Ring security cameras & # 39; s have recently been in the news for the wrong reasons. It seems that many people re-used compromised passwords, allowing bad actors to log in and view users or even harass them. Today, Ring has announced that it makes two-factor authentication (2FA) mandatory for all users with every login, and that it pauses third-party analysis.
If you want to place internet-connected security cameras in your home, you want peace of mind that you and only the people you allow have access to them. Unfortunately, password reuse is still a common problem to this day, and that has led bad actors to break into others' accounts.
It's as simple as combing a database from one of the many violated companies and trying combinations of username and password until you hit one. Once inside, you can see cameras, talk to people or anything that a legitimate user could do in their account. For a long time, Ring (owned by Amazon) has been blaming its users for these problems, but now the company is taking our advice and making it 2FA mandatory.
Starting today, every time you try to log in to your Ring account, you must enter a one-time pin code. You can choose to have the pin code sent by e-mail or text message, and that extra layer of security must prevent someone else from logging in to your account.
If you set up shared user access (for family or friends), they must go through the same process when they access their account.
It is worth noting that Google recently announced that users who chose not to migrate from Nest accounts should also use 2FA.
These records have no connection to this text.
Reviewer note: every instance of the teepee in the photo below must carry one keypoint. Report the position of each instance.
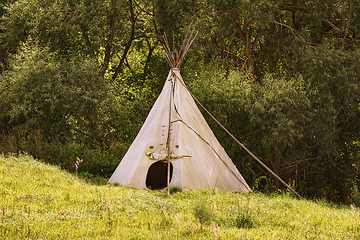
(175, 147)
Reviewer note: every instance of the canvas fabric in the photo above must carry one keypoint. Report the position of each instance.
(198, 159)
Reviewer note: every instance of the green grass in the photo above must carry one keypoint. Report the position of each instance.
(39, 201)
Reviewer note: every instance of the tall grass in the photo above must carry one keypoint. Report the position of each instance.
(39, 201)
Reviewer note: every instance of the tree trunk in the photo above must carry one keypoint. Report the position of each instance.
(128, 45)
(243, 29)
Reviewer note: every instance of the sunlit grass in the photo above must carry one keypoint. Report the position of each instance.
(40, 201)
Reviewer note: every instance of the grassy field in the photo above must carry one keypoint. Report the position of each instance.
(40, 201)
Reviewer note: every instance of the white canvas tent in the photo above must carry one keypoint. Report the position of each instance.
(175, 130)
(198, 160)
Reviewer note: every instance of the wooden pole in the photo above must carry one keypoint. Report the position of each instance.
(168, 140)
(243, 146)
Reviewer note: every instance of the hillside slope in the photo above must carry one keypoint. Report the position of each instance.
(40, 201)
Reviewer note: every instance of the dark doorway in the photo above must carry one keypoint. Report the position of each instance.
(157, 175)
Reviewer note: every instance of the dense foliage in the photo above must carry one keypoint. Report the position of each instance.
(78, 79)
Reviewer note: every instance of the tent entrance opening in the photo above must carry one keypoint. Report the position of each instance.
(157, 175)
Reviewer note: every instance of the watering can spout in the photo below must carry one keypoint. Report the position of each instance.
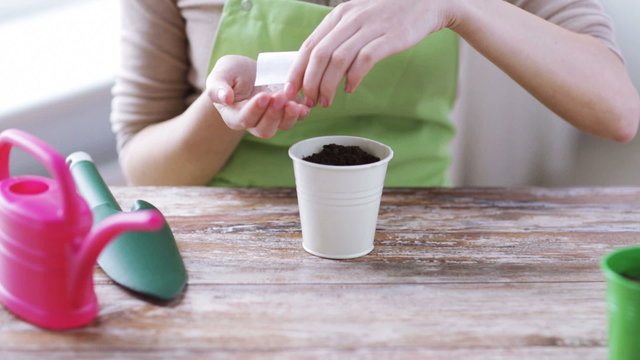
(107, 230)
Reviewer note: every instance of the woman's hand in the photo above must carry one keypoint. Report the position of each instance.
(355, 36)
(259, 110)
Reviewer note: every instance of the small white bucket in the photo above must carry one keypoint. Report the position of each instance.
(339, 204)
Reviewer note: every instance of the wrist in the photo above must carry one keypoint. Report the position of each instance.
(464, 14)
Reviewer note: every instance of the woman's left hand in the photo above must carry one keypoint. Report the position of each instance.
(355, 36)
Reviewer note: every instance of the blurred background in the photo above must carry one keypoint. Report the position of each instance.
(59, 59)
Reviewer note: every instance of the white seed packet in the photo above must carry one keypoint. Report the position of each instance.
(273, 67)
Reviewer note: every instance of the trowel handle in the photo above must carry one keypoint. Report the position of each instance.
(89, 182)
(49, 157)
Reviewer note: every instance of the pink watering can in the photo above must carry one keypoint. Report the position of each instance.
(47, 246)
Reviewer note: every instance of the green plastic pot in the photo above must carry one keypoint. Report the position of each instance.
(623, 302)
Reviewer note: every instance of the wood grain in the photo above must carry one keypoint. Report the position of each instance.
(487, 273)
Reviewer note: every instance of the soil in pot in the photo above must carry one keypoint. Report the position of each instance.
(334, 154)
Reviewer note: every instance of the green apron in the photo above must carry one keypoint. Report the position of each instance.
(403, 102)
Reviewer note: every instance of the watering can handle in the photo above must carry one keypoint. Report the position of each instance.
(48, 156)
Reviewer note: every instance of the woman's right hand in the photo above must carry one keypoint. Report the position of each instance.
(259, 110)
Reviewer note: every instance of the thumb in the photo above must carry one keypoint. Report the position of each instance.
(219, 90)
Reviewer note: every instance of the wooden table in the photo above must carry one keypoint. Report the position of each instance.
(456, 274)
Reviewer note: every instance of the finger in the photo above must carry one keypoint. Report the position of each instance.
(368, 56)
(290, 117)
(268, 124)
(231, 79)
(252, 112)
(340, 62)
(320, 58)
(297, 71)
(220, 92)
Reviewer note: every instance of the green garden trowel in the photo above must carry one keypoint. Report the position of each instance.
(148, 263)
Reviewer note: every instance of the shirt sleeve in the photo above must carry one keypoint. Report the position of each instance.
(580, 16)
(151, 84)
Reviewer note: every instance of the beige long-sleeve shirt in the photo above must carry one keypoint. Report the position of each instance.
(166, 46)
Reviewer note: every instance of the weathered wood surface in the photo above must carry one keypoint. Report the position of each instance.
(456, 273)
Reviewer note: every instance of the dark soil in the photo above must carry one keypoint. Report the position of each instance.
(334, 154)
(631, 277)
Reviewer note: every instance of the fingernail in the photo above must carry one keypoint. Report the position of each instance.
(263, 101)
(279, 103)
(310, 102)
(288, 90)
(222, 95)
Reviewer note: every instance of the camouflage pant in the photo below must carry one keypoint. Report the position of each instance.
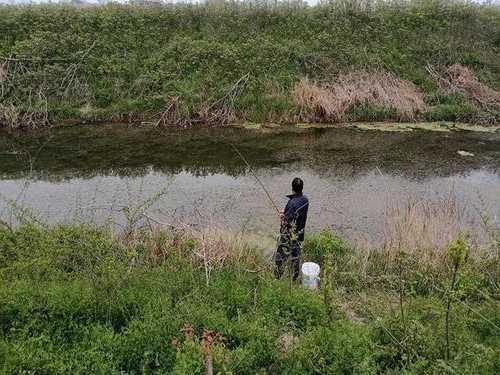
(287, 248)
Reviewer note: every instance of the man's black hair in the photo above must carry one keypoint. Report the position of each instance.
(297, 185)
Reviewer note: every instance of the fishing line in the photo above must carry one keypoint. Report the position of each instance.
(257, 178)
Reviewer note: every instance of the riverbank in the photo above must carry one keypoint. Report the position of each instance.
(188, 66)
(82, 299)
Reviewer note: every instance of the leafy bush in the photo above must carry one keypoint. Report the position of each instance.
(125, 62)
(323, 245)
(126, 312)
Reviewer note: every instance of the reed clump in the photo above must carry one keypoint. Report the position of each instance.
(192, 65)
(332, 101)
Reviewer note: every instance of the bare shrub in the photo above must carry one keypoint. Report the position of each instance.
(315, 102)
(459, 79)
(209, 112)
(423, 228)
(331, 101)
(172, 115)
(12, 117)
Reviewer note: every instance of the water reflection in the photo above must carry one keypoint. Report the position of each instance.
(84, 173)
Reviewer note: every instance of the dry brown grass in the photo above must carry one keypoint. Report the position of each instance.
(459, 79)
(424, 228)
(331, 101)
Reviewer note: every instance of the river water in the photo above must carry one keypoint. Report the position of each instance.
(194, 177)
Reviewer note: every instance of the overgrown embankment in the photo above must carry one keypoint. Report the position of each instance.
(188, 65)
(78, 299)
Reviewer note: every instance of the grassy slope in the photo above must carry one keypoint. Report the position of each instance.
(142, 56)
(77, 300)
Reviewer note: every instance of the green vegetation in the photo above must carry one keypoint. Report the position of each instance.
(188, 65)
(78, 299)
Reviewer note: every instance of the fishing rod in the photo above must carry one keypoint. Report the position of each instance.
(258, 180)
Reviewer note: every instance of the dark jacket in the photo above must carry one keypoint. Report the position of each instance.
(296, 213)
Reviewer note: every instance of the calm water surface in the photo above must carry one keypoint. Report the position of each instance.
(87, 173)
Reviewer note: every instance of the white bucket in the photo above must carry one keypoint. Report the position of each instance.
(310, 275)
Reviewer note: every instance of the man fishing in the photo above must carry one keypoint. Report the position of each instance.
(293, 222)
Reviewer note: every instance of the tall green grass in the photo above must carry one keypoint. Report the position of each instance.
(130, 63)
(78, 299)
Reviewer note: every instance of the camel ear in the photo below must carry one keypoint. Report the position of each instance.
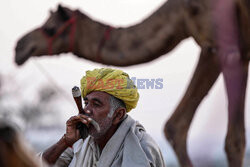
(63, 13)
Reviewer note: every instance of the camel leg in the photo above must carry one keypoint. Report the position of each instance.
(234, 70)
(236, 86)
(176, 129)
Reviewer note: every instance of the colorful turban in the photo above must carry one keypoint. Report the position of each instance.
(112, 81)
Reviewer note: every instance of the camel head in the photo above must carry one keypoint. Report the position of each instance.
(54, 37)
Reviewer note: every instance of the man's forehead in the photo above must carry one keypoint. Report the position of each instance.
(98, 94)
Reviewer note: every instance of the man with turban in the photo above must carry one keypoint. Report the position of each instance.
(120, 141)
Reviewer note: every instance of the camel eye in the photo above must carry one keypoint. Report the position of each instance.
(49, 31)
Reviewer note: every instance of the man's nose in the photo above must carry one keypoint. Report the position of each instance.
(87, 111)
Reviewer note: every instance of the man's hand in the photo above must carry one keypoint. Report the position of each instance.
(72, 133)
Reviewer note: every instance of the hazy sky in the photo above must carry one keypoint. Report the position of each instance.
(155, 106)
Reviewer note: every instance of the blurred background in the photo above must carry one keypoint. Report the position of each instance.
(37, 96)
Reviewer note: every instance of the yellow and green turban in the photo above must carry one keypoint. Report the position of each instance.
(111, 81)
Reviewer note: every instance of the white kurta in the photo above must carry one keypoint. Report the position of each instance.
(130, 146)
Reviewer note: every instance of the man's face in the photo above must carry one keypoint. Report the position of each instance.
(98, 103)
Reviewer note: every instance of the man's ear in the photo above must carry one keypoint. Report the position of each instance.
(119, 115)
(63, 13)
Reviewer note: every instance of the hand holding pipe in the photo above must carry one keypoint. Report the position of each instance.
(78, 99)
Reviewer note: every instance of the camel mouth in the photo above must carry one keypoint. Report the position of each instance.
(20, 58)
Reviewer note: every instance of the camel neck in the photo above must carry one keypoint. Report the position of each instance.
(136, 44)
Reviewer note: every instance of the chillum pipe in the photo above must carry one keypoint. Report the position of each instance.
(78, 99)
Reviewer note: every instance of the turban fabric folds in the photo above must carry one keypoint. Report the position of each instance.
(112, 81)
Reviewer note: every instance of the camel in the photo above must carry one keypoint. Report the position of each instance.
(220, 28)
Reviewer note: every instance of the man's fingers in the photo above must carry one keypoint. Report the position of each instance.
(76, 119)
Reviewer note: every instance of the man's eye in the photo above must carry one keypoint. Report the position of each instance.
(97, 104)
(49, 31)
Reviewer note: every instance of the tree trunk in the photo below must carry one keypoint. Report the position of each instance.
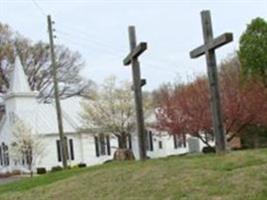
(122, 140)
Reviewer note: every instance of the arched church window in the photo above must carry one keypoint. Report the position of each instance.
(5, 154)
(1, 156)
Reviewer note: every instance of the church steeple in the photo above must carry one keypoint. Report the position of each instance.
(19, 85)
(18, 81)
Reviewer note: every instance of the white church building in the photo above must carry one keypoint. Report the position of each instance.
(83, 147)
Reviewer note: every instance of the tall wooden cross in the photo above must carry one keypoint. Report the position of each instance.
(132, 58)
(210, 44)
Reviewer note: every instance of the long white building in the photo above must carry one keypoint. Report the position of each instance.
(83, 147)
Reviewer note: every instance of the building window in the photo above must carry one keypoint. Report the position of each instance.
(160, 145)
(1, 156)
(70, 149)
(5, 155)
(102, 145)
(129, 141)
(149, 143)
(178, 142)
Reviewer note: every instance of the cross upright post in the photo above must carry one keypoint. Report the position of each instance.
(132, 58)
(210, 44)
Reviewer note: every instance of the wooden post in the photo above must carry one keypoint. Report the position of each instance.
(210, 44)
(132, 58)
(58, 108)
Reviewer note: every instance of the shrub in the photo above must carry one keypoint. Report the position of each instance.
(209, 150)
(81, 165)
(41, 170)
(56, 168)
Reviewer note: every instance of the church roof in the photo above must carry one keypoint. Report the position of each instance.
(43, 119)
(18, 81)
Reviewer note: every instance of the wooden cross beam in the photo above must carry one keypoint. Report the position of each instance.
(132, 58)
(137, 51)
(210, 44)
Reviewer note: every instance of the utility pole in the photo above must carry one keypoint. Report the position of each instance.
(208, 49)
(132, 58)
(64, 150)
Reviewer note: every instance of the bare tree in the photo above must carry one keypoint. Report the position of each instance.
(36, 61)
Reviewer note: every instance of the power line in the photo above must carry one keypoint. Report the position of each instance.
(39, 7)
(88, 44)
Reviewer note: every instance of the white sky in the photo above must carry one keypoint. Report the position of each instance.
(98, 30)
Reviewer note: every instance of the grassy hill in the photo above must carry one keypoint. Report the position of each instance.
(238, 175)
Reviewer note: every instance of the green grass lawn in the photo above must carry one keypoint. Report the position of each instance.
(237, 175)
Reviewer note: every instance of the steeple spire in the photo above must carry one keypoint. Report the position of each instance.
(18, 81)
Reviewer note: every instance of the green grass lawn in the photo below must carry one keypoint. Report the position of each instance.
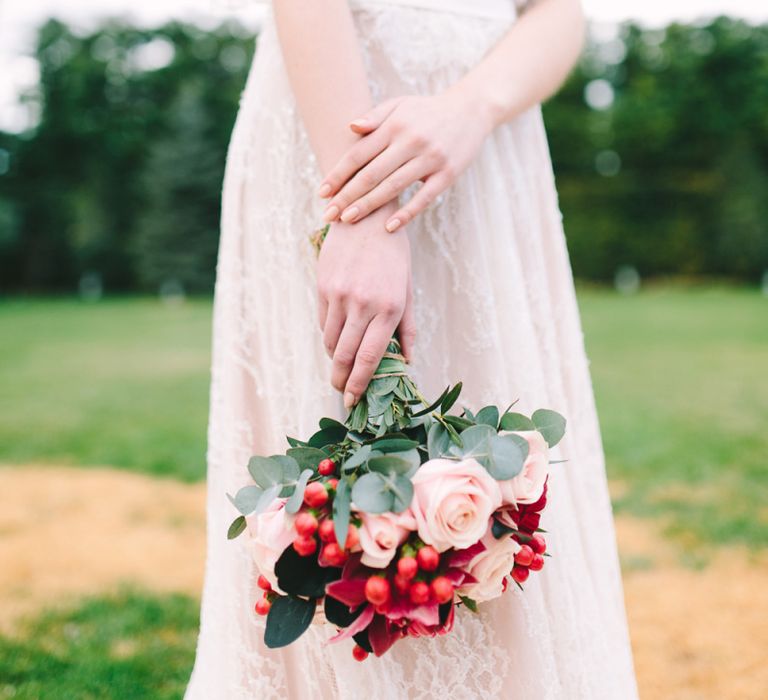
(679, 374)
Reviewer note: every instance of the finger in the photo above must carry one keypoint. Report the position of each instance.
(388, 189)
(332, 327)
(433, 186)
(406, 330)
(346, 349)
(359, 155)
(371, 350)
(374, 118)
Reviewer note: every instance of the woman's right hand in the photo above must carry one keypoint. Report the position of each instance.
(364, 296)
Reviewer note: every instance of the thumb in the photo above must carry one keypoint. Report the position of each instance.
(374, 118)
(406, 330)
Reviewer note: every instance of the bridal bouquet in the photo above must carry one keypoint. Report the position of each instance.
(384, 524)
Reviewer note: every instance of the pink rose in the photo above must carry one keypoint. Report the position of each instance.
(271, 532)
(528, 485)
(452, 502)
(490, 567)
(381, 535)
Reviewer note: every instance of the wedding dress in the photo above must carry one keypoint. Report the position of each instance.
(495, 307)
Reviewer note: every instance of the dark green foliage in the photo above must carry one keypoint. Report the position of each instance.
(125, 646)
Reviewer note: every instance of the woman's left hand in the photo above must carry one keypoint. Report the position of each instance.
(405, 140)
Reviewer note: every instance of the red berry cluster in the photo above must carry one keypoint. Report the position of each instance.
(529, 558)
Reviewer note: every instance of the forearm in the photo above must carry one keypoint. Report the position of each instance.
(326, 72)
(530, 62)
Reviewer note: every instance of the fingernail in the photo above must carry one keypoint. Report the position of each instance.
(331, 213)
(393, 225)
(349, 214)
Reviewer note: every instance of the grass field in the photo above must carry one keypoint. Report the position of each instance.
(681, 386)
But that's not it & # 39; These are only security issues that Ring has had to deal with lately. The amount of tracking and analysis that the company has given to third parties also led to research. Fortunately, Ring today pauses most of those analyzes. Unfortunately, it did not specify what it turned on.
Ring promised to build a new feature in the control center (found in the Ring app) that allows you to opt out of third-party analysis. And from today you can opt out of personalized ads.
These are huge and necessary changes, and it is good that the company has listened to feedback and implemented suggestions. We hope that the Ring is considering adding IP logging as an additional measure to prevent password guessing. But this is a good first step towards a safer service.
Ring says that the updates are now being rolled out and that users must use the latest version of the app (for iOS and Android) to use them. The company expects all users to see the changes within the week.